Reservations for “A Musical Journey from Mexico to Argentina” may be made online at www.hprtickets.org or by calling the station (955-8821) during regular business hours. Tickets are $30 general, $25 for HPR members, and $15 for students with ID; plus online service charge. The Atherton Studio is located at Hawaiʻi Public Radio, 738 Kāheka Street. Doors open at 7:00 p.m.; music begins at 7:30 p.m.

Audience members will enjoy the sounds of the six-string Spanish guitar, tiple (a type of 12-string guitar from Colombia), charango (a small, round-backed, 10-string guitar from Perú and Bolivia), sikus or zampoñas (Peruvian pan pipes), all played by Daniel Dickey.
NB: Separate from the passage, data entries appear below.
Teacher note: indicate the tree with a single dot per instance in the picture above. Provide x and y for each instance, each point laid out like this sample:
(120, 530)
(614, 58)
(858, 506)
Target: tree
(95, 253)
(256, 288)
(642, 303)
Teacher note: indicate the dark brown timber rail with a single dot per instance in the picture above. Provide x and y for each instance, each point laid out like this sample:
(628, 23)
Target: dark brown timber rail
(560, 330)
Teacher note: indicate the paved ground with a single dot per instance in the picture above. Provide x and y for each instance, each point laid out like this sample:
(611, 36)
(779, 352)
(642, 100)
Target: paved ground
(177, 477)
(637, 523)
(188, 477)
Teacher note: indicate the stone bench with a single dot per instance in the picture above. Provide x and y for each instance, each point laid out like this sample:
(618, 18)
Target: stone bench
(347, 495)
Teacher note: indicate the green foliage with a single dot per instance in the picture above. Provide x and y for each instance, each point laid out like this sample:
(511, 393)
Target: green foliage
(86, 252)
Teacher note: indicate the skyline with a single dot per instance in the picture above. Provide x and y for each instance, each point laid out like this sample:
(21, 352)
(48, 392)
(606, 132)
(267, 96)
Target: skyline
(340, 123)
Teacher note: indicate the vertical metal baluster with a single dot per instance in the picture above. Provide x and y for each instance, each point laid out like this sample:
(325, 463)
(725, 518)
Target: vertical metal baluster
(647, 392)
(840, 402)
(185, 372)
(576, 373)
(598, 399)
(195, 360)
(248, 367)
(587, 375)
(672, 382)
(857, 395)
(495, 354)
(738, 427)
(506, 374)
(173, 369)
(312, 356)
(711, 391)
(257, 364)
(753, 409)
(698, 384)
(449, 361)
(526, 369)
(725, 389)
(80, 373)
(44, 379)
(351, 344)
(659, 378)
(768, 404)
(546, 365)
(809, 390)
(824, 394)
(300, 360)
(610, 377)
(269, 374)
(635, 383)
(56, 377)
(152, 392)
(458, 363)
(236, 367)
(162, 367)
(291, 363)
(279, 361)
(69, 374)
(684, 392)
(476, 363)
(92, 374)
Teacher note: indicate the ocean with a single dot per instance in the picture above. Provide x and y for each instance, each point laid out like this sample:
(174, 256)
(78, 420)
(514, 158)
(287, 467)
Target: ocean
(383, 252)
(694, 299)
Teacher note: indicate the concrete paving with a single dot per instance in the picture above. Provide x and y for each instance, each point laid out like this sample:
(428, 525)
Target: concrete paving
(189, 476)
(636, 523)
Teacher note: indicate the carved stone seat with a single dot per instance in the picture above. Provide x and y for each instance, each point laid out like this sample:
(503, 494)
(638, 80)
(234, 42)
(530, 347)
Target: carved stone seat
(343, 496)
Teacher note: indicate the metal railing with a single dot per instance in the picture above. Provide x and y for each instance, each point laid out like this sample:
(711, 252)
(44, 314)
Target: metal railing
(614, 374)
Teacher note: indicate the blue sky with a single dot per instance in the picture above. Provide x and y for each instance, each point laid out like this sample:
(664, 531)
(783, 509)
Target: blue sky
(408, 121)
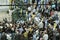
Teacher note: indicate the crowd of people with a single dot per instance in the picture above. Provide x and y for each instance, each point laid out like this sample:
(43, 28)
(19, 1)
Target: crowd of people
(42, 24)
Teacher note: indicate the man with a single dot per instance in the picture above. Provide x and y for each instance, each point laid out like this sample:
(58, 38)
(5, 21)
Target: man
(45, 36)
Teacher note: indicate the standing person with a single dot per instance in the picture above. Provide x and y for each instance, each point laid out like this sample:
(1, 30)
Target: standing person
(3, 37)
(45, 36)
(34, 36)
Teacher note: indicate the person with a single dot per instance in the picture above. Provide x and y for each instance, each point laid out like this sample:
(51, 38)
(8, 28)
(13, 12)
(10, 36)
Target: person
(3, 37)
(45, 36)
(34, 36)
(21, 30)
Sandy Tsukiyama provides vocals, and accompanying maracas, güiro, cajón peruano (Peruvian box-drum), and bongó. And guest Duane Padilla adds his violin and six-string Spanish guitar.
 
About the artists

Daniel Dickey and Sandy Tsukiyama

Daniel Dickey grew up listening to Tex-Mex music in Texas and later began performing in Mexican trios and mariachi groups.  After years of travel, residence, and study in Mexico, Central America, and South America, he added many other styles of Latin American music to his repertoire. He holds a Master’s degree in Folklore from the University of Texas at Austin and taught Mariachi, Andean, and Marimba ensembles in the Music Department there for many years. He is the author of a book and several articles about Texas Mexican corridos (ballads). He was also a Spanish teacher and Dean at St. Andrew’s Episcopal School in Austin for 31 years. Dickey has performed in México, South America, Europe, and around the United States for almost four decades.  His many recordings feature his Austin musical groups Chaski, Los Romanceros, and Takiy Orqo. In 2012, Dickey and his wife returned to Honolulu to be closer to family. He currently performs at several local venues.
 
Sandy Tsukiyama is a Honolulu native, with a BA in Ethnomusicology from the University of Hawaiʻi at Mānoa. A recipient of a Rotary Post-Graduate Fellowship for International Understanding, she studied Brazilian folk music traditions and voice at the Universidade Federal do Rio de Janeiro Escola de Música. During her three-year stay in Rio, she became immersed in the vibrant musical culture of the city, performing backup for numerous well-known artists, and as the house vocalist at Restaurante Antonino in the Lagoa District. While married to percussionist Carlinhos “Pandeiro de Ouro” de Oliveira, she befriended numerous household names on the Brazilian music scene. Since returning home she has maintained her passion for Latin American musical culture through singing in flamenco, salsa, mariachi, Brazilian, and Latin jazz groups. She is the host of HPRʻs “Brazilian Experience” (HPR-2, Saturday, 4 p.m.).

Duane Padilla is well-known to Atherton and Honolulu audiences for both his classical and jazz prowess on the violin.  In this concert, he shows again his great versatility delving into the Hispanic folk and popular roots of some of the jazz and classical music he frequently performs. Besides the violin, Padilla will also add some guitar lines.